There was a time when people spoke of “facial features.” Now we seem to have moved on to “specifications.” Sharp jawline. Lifted brows. Defined cheek contour. Volumised lips. Glass skin. Midface support. It’s no longer a person. It’s a premium appliance. At this point clinics may as well hand out instruction manuals: “This face performs best in soft evening light. Avoid excessive emotion. May experience minor glare in direct sun.”

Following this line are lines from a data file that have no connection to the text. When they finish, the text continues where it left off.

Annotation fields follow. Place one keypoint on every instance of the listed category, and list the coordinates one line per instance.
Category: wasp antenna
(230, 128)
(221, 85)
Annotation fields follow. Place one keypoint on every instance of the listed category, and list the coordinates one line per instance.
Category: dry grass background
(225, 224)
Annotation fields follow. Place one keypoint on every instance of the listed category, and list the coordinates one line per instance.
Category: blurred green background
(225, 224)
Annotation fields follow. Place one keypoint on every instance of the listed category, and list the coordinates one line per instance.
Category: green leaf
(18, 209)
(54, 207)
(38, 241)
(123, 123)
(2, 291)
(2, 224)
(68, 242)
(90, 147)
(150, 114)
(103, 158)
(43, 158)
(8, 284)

And beneath all the jargon lies the real joke: This was never about becoming more beautiful. It was about becoming legible to the algorithm. The algorithm likes symmetry, smoothness, shine, recognisable trends. It does not care for history. It does not care for character. It does not care whether your smile looks like yours, only that it performs well on a six-inch screen under ring-light conditions.

But the algorithm doesn’t understand the first thing about beauty. A human face becomes beautiful not because it appears to have been measured with engineering tools, but because it appears to have lived. It becomes beautiful because something has happened there. Joy has happened there. Pain has happened there. Thought has happened there. Memory has happened there. Sand all of that down, inflate a few zones, tighten a few others, polish the whole thing to an immaculate sheen, and what you get is not youth. It’s simply an expensive uniform.

And that is the true farce of the age: People lose the only face that was ever entirely theirs, then celebrate because they now resemble millions of others with exceptional precision. They sacrifice uniqueness in exchange for the standard edition and call it becoming “the best version” of themselves. No, darling. That isn’t the best version. That’s the most widely distributed version.

In short: We live in a time when people no longer look in the mirror to find themselves; they queue up to collect a catalogue number. They enter under the promise of beauty and exit looking less like themselves and more like the poster in the clinic waiting room.

And in the end, one is left with a simple question: After all the filler, the lifting, the sculpting, the tightening, the smoothing, the “refreshing,” the “refining,” and the “maintenance”— has a more beautiful person really emerged, or merely a more expensive form of confusion?

Perhaps the greatest joke of all is this: Everyone goes to extraordinary lengths to look unique, chooses from the same menu, requests the same corrections, leaves with the same expression, and then stands there telling one another, “Oh my God, you look so different.”

Yes. Different. Only from whom remains gloriously unclear.